# A not so good Coping method, Being angry is better than being sad.



## SweetAndSour (Feb 25, 2012)

I consider the angry state of mind towards my wife is more healthy and appropriate for me to be during these days.

Sometimes I get close to her, or let her get closer to me. Then I start feeling for her, fell sorry for her. My anger starts to dissapear and then I start feeling sad, depressed.

When I am that depressed I am as good as a scarecrow, laying on a corner of a barn.

Then I go to my mind movies folder. There are porn pictures I downloadad from internet there. Faces are not shown women looks like my wife and man looks like the other men (the second). My wife is pale white and OM was black, I don't need to look hard for the pictures for that purpose. 

Then depression goes away, I fell angry again, my blood starts running in my veins, I feel alive again. 

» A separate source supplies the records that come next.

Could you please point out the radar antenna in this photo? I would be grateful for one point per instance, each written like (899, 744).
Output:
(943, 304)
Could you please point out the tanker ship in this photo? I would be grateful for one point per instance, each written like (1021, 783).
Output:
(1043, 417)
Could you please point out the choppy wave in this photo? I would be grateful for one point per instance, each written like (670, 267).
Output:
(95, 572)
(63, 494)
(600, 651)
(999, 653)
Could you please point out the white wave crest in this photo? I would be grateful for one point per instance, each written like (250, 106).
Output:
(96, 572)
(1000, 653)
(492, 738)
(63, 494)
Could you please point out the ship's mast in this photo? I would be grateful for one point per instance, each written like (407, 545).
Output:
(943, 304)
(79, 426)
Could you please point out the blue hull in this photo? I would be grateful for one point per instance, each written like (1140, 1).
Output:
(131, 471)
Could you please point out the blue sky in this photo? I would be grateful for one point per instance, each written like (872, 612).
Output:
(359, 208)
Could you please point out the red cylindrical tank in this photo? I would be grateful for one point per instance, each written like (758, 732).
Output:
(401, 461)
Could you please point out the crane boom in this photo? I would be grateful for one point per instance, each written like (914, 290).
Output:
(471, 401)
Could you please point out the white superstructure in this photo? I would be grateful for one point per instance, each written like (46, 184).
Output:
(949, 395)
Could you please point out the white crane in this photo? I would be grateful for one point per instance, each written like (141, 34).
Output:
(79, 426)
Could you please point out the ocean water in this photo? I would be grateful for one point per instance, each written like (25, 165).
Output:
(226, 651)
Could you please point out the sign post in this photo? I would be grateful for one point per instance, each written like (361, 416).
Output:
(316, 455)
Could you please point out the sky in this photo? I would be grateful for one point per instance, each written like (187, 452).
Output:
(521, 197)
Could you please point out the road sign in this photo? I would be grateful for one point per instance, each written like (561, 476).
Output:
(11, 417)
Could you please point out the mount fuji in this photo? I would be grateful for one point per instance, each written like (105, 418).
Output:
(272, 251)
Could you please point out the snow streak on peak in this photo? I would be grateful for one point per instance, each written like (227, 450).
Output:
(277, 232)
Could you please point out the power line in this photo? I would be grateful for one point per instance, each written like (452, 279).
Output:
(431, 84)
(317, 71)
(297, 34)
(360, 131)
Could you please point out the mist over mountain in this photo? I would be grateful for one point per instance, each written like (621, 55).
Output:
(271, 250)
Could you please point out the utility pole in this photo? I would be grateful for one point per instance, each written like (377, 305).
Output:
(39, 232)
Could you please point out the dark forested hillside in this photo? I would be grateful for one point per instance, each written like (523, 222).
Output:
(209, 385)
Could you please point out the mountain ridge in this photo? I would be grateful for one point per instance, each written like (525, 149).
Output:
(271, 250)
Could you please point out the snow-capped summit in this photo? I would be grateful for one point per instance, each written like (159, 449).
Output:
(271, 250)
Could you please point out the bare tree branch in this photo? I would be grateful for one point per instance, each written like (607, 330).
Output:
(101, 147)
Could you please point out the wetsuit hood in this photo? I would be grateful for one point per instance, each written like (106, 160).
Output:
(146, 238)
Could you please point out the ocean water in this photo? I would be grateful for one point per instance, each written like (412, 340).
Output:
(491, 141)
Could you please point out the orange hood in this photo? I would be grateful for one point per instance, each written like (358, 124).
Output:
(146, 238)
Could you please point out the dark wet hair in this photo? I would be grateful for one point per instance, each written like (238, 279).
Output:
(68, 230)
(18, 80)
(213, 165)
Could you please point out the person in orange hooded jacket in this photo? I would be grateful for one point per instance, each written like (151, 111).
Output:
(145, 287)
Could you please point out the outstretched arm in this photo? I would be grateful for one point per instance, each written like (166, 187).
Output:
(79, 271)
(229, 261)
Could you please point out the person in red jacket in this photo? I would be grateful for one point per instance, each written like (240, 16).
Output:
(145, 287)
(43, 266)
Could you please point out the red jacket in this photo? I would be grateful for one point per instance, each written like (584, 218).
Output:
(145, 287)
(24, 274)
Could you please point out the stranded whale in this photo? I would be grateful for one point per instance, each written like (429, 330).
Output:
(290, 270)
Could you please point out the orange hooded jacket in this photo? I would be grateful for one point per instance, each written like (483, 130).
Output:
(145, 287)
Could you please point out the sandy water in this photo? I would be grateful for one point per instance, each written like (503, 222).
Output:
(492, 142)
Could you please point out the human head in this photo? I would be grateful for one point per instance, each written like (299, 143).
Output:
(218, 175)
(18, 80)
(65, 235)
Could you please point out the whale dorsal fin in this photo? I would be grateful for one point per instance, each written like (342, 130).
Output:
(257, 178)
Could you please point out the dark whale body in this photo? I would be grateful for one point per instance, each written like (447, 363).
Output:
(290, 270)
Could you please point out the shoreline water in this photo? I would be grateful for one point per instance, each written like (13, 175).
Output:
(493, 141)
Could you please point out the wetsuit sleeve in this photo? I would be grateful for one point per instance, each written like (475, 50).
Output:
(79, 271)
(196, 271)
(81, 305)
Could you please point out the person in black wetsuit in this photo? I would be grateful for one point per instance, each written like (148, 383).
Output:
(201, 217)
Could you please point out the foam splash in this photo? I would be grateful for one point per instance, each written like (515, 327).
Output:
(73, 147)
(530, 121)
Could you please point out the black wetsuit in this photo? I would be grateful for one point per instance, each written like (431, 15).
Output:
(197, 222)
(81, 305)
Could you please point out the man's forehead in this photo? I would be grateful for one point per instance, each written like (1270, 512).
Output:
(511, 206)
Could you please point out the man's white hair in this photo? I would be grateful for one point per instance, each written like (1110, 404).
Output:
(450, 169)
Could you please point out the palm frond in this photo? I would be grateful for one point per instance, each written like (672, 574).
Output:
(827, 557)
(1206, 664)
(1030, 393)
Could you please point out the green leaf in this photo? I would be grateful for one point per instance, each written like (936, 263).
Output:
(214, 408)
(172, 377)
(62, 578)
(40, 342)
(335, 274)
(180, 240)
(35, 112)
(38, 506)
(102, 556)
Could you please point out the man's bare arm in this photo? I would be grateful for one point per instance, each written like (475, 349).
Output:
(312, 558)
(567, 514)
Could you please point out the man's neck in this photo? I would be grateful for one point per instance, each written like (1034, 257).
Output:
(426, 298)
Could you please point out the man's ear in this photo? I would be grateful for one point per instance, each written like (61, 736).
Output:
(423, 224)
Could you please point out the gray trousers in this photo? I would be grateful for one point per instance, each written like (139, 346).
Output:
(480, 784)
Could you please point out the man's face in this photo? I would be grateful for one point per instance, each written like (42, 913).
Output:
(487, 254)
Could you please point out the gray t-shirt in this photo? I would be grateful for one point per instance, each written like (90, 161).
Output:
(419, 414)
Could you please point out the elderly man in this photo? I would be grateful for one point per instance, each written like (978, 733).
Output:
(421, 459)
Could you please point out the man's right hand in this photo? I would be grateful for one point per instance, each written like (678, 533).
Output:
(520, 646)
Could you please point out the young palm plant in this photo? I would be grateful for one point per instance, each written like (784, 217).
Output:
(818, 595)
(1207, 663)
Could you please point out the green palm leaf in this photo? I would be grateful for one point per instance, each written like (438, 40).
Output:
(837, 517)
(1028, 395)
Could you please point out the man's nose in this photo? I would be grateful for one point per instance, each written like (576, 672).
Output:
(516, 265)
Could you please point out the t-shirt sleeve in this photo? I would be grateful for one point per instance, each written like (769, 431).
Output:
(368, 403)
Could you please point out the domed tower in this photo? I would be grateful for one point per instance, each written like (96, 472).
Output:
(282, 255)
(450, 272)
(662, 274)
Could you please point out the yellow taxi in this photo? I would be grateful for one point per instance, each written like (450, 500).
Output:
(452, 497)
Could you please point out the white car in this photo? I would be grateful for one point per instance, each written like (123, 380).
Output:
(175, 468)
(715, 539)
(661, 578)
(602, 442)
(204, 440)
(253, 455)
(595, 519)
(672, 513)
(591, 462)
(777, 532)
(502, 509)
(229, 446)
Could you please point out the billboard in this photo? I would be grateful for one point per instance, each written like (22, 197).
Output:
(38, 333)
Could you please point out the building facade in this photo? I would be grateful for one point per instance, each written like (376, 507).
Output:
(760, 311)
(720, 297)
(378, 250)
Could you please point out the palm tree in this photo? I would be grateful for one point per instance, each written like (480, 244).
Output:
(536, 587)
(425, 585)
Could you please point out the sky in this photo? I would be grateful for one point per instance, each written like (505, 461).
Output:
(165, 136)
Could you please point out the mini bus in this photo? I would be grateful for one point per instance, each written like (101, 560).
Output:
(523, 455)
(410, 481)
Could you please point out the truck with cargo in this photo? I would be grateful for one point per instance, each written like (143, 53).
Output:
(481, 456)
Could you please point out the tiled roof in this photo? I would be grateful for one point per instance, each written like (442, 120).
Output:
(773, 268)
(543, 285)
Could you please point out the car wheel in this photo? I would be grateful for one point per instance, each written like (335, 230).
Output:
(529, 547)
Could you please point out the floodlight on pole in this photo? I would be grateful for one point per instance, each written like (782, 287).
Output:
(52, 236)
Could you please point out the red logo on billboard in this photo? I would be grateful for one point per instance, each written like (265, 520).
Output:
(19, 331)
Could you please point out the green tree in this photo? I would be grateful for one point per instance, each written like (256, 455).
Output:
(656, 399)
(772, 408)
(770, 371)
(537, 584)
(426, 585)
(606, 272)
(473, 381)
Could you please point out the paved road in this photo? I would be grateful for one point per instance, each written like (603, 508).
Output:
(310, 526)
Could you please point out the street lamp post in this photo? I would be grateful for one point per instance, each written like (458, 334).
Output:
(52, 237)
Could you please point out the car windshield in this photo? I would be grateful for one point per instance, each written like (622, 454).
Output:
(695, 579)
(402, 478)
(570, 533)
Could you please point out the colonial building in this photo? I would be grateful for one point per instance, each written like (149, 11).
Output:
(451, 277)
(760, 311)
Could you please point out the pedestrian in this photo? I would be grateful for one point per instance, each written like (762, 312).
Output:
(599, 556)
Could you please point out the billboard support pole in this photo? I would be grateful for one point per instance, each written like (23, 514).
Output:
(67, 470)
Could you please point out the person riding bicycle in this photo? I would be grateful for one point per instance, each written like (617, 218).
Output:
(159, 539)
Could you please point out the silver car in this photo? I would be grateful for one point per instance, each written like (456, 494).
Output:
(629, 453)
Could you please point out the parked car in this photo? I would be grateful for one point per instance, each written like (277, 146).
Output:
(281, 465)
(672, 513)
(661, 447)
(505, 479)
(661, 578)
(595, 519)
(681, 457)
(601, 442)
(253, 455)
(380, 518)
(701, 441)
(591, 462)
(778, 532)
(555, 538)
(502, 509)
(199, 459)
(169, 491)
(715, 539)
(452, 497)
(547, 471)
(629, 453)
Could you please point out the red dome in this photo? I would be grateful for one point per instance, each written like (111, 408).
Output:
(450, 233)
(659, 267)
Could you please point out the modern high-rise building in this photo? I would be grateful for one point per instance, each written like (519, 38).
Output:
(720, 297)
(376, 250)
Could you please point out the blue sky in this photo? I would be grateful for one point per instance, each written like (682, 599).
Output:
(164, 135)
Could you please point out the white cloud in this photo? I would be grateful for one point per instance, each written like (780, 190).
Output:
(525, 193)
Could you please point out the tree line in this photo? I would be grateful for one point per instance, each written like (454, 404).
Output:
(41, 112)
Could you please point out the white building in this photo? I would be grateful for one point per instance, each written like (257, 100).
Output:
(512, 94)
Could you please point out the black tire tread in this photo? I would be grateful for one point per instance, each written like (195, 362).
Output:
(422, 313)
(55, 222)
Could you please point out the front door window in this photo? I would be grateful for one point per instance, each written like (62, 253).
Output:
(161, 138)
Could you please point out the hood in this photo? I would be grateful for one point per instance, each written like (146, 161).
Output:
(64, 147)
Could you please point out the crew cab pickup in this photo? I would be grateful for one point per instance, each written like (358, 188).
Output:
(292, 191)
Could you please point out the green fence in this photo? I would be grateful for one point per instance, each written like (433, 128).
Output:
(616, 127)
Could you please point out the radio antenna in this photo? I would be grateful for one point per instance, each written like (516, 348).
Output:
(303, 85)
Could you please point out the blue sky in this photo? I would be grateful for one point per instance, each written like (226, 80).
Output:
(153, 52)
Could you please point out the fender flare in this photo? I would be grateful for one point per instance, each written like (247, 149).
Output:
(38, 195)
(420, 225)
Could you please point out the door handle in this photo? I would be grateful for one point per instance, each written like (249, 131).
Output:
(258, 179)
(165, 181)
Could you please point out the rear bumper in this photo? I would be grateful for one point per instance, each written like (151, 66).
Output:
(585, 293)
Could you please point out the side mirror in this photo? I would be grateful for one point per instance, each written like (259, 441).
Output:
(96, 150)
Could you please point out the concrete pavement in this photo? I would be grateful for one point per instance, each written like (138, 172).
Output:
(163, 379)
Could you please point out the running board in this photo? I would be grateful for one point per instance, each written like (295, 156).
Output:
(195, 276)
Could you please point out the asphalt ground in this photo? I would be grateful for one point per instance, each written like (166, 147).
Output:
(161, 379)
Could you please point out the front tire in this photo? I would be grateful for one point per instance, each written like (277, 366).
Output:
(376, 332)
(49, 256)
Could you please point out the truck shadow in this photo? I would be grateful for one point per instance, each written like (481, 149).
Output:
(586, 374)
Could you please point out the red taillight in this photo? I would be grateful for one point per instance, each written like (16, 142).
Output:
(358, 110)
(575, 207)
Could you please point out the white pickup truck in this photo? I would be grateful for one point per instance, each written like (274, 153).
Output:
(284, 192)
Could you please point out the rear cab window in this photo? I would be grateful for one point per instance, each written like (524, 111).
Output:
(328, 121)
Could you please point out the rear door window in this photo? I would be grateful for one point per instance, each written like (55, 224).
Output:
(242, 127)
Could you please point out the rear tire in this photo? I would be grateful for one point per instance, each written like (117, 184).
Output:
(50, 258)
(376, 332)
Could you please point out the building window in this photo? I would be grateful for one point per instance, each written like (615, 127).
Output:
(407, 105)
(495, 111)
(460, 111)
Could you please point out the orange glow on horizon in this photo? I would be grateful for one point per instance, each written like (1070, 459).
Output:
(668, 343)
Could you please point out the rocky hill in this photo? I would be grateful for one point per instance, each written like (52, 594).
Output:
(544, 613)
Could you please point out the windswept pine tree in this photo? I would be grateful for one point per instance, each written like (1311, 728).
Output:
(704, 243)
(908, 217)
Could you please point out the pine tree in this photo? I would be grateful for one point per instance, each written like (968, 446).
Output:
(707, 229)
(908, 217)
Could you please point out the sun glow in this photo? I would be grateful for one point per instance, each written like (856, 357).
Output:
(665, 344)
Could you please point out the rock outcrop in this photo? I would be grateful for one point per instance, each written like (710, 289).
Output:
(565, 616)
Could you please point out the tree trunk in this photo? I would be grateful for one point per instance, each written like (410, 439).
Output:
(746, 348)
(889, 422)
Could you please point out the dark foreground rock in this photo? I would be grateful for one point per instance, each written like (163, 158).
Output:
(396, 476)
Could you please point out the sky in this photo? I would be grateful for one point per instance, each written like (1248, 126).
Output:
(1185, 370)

I don't project my anger to anybody, most of the time though I slipt few times. For my wife, it makes me distant to her which is good. It is much easier to go about my daily life in that state than being in constant sorrow. Still, I am not in a good state but I am closer to myself like that.

I know this is not a permanent solutuon. It just make my days easier for the time being.


----------



## Pit-of-my-stomach (Nov 2, 2010)

I apologize that I haven't read all of your threads.

It sounds like by letting her get close to you sometimes you are attempting to reconcile your marriage? Is that correct? and your W is onboard with that? (ie; affair ended, etc..)


----------



## DawnD (Sep 23, 2009)

I think the first step for you is admitting you aren't really angry, you are HURT. I am not angry hardly ever, but I am HURT a lot. And is manifests as anger sometimes. 

Are you at a point where you can look at yourself and judge whether you are truly angry, or just truly hurt, and think its easier to be angry than hurt?


----------



## AngryandUsed (Jun 23, 2011)

SweetAndSour said:


> I consider the angry state of mind towards my wife is more healthy and appropriate for me to be during these days.
> 
> Sometimes I get close to her, or let her get closer to me. Then I start feeling for her, fell sorry for her. My anger starts to dissapear and then I start feeling sad, depressed.
> 
> ...


Does she get to know your anger?
Anger is a demon inside you. It is going to eat you up!


----------



## warlock07 (Oct 28, 2011)

You need to finish your other thread. I cannot fill the blanks


----------